Neuropathy is a condition that affects the lives of millions of people. Typical symptoms are tingling sensations in the hands and feet, and lack of feeling in the extremities. Fortunately, there are professionals who specialize in treating neuropathy, and know exactly what to do to give patients hope about their condition.
What is Neuropathy?
Neuropathy is a type of nerve damage that can result from a wide range of conditions, such as diabetes and even treatments like chemotherapy.
Often referred to as peripheral neuropathy, neuropathy is not a single health condition but refers to nerve damage in general, and the adverse effects associated with damaged nerves.
While the group of conditions is irreversible, you can take steps to help prevent neuropathy or manage it through diet, lifestyle, and treatment.

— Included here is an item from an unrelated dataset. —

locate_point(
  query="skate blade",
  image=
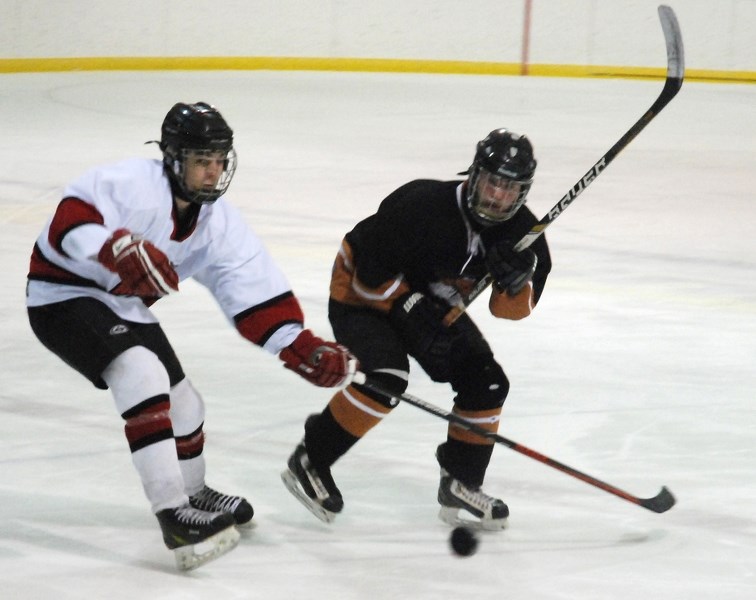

What is the best doctor to see for neuropathy?
Primary Care Doctor — A primary care doctor is the general health doctor and your first point of contact with all of your healthcare needs. These physicians are generally longterm and treat patients for decades, building a familiar relationship with them. Once a diagnosis is made, they can guide you in the right direction and refer you to other specialists. Think of them as the first step towards receiving prescriptions or setting up appointments with specialists.
Endocrinologist — One of the specialists to which your primary care doctor might refer you is an endocrinologist. This kind of doctor specializes in glands and hormones. An endocrinologist will help you manage diabetes if you have recently acquired it, are having trouble managing it, or if you are taking insulin.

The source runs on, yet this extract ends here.